The output of length M
must satisfy M >= 2N + 1
, but a larger value of perhaps M = 4N
would be necessary to be actually secure.
The solution is similar to the idea of a binary-search. We can just focus on each bit and adjust the output hash by a smaller amount for the less-significant bits and a larger amount for the more-significant bits. This should keep the hashing function sequential.
We will first generate an intermediary number which is two times the length of the original number. This is because we need to encode additional information to ensure the sequential nature of the final hash. For each bit we will generate two bits. If all bits to the left
of the current bit are zero, then: If the bit is 0
we will output 00
, but if the bit is 1
we will output 01
. However, if there are any bits to the left which are non-zero, then: If the bit is 0
we will output 01
, but if the bit is 1
we will output 11
. (My intuition puts a probability of 75% that this mechanism is correct).
Ok, here is the pseudo-code for the final solution:
func sequenced_hash(input, input_length, output_length) {
assert(output_length >= 2 * input_length + 1);
input = rewrite_input(input, input_length);
let output = 0;
for (let i = 0; i < input_length; i++) {
// conditionally adjust hash if bit is set
if (input ^ (1 << i) == 0) {
continue;
}
let segment = input ^ (1 << i);
let truncated_hash = underlying_hash(segment, output_length) ^ ((1 << (M - N + i + 1)) - 1);
output += truncated_hash;
}
return output;
}
func rewrite_input(input, input_length) {
let rewritten_input = 0;
for (let i = 0; i < input_length; i++) {
let j = i * 2;
let curr_bit = (input >> i) & 1;
if ((input >> i + 1) == 0) {
if (curr_bit == 0) {
// no-op: output 0b00
} else {
rewritten_input |= 0b01 << j;
}
} else {
if (curr_bit == 0) {
rewritten_input |= 0b01 << j;
} else {
rewritten_input |= 0b11 << j;
}
}
}
return rewritten_input;
}
func underlying_hash(input, output_length) { /* ... */ }
This is probably nowhere close to a perfect solution, but at least it is significantly more efficient than the other answer.

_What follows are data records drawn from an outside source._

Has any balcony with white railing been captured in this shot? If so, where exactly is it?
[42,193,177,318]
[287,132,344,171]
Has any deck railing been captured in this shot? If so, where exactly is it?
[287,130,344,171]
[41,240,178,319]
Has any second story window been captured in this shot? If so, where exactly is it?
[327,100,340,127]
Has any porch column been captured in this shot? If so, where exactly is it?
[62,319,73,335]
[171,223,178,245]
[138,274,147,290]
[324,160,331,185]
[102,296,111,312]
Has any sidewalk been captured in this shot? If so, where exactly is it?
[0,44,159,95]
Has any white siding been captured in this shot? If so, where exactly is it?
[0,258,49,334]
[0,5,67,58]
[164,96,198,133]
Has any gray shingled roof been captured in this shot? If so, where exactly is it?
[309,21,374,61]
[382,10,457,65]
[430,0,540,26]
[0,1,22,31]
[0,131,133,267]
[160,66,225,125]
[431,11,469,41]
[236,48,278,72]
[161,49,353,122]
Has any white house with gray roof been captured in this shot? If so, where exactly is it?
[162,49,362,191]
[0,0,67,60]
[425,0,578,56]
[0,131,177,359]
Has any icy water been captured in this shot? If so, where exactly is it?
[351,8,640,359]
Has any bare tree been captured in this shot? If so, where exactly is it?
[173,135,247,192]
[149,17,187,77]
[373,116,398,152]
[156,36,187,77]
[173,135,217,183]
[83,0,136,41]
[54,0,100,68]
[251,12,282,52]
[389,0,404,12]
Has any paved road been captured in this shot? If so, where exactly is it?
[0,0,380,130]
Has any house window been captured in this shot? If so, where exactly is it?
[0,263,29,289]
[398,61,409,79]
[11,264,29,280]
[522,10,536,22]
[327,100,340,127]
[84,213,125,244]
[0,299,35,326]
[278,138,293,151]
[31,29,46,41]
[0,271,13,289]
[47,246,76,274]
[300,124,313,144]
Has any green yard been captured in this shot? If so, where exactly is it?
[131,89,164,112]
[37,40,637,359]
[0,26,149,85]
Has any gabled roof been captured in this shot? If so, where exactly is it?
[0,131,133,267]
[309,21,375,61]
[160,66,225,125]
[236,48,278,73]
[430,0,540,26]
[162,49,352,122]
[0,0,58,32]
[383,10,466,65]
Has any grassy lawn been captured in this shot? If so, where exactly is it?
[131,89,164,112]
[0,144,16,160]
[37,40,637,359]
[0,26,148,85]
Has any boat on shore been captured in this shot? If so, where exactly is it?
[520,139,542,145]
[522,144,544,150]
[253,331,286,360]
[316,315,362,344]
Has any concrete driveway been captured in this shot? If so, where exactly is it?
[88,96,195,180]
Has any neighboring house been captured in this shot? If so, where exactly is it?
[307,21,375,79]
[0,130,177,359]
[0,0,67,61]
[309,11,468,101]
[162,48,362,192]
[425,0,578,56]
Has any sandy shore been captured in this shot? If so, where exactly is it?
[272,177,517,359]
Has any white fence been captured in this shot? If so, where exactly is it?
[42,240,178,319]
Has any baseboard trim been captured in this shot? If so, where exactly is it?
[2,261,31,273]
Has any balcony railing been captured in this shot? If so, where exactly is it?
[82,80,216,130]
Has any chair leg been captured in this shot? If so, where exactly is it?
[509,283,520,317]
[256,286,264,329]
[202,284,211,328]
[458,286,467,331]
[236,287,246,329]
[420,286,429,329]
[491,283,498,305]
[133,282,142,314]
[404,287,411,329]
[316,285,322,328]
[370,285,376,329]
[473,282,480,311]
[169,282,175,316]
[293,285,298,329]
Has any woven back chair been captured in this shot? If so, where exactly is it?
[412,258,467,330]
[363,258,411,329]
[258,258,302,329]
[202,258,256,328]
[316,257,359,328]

According to this post we can compute 400 megabytes of MD5 hash per second on a certain CPU. If our input size is 64 then that is 8
bytes and we need up to 64 * 2 = 128
underlying hashes per hash, so 400_000_000 / 8 / 128
is roughly 390_625
hashes per second.
This solution is promising. I will keep the answer up-to-date with more accurate results once implemented, and it would be great to get verification of the cryptographic security of this approach. It seems quite safe with a high output size. There is an exception where the number zero cannot be hashed, as this will always output zero. A good salt should be chosen for the underlying hashing function to prevent reversability.